Saturday, Jul 28, 2012
Ajman: Only days after flipping the switch on a new composting machine, overseers of a hotel report they are diverting up to 600 kilograms of organic waste a day away from the local landfill.
Add into the mix new parallel recycling efforts at the hotel that are segregating a further 300 kilograms of paper, plastics and metal waste generated daily at the 400-room hotel and, over the course of the next year, as much as 328,000 kilograms of waste is expected to be diverted from the dump, said hotel management.
“This is a huge amount of waste to be diverted,” Iftikhar Hamdani, general manager, Ramada Hotel and Suites in Ajman, told Gulf News. “All of our organic waste is going into our new composting machine we have installed.”
Hamdani said the efforts, dubbed the Zero Landfill Project, are believed to be the first ever undertaken within the hotel industry in the UAE on this scale and it is hoped that other hotels across the country will follow the lead of Ramada Hotel & Suites Ajman.
“We are pioneers in the UAE; no other hotel has such a thing,” Hamdani said. “We want people to follow us on this.
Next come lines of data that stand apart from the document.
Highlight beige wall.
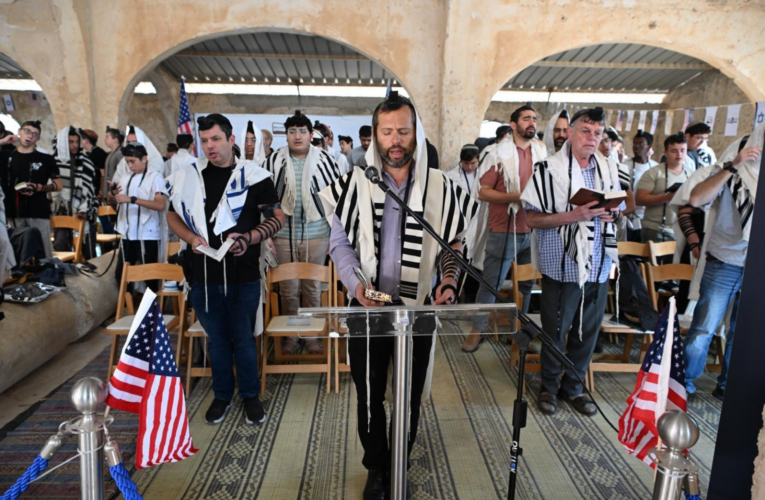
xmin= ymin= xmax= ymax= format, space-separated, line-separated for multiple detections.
xmin=0 ymin=0 xmax=765 ymax=161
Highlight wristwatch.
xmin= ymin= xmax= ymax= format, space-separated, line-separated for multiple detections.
xmin=723 ymin=161 xmax=738 ymax=174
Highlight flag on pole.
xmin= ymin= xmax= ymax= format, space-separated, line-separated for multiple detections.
xmin=619 ymin=297 xmax=688 ymax=468
xmin=178 ymin=77 xmax=197 ymax=156
xmin=106 ymin=289 xmax=198 ymax=469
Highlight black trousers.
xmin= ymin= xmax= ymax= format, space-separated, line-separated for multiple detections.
xmin=114 ymin=240 xmax=159 ymax=292
xmin=541 ymin=275 xmax=608 ymax=397
xmin=348 ymin=299 xmax=436 ymax=470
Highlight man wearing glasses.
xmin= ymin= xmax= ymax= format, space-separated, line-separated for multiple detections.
xmin=263 ymin=110 xmax=340 ymax=354
xmin=0 ymin=121 xmax=61 ymax=257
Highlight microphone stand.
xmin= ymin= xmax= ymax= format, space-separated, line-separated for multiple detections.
xmin=364 ymin=165 xmax=574 ymax=500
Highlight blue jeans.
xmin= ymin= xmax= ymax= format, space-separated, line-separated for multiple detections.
xmin=685 ymin=260 xmax=744 ymax=394
xmin=190 ymin=281 xmax=260 ymax=401
xmin=466 ymin=232 xmax=534 ymax=332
We are ready to give expertise to any hotel if they want to come and learn how to take these steps.”
Hamdani lauded fellow partners in the Zero Landfill Project who helped make the initiative a reality.
Within the last year, Ramada teamed up with AIMS Environment waste company as well as Green Mountain Waste Management and purchased the new composting machine from Green Good Eco-Tech.
The results demonstrated by the new composting machine are encouraging, Hamdani said.
Every day, up to 600 kilograms of organic waste — mostly from the hotel kitchen — are being fed into the composter and within 24 hours of exposure to a heat process, the waste is reduced to 120 kilograms of new compost materials that can be used to fertilise gardens and green belts.
So far, compost generated is being used on the Ramada grounds in Ajman, recycled back into the earth to provide badly-needed nutrients in a desert environment. Some of the compost is also being provided to the Ajman palace.
“Our compost system is reducing waste to 20 per cent and it can be reused on our grounds so it not only frees up land in the landfill but is being recycled,” Hamdani said.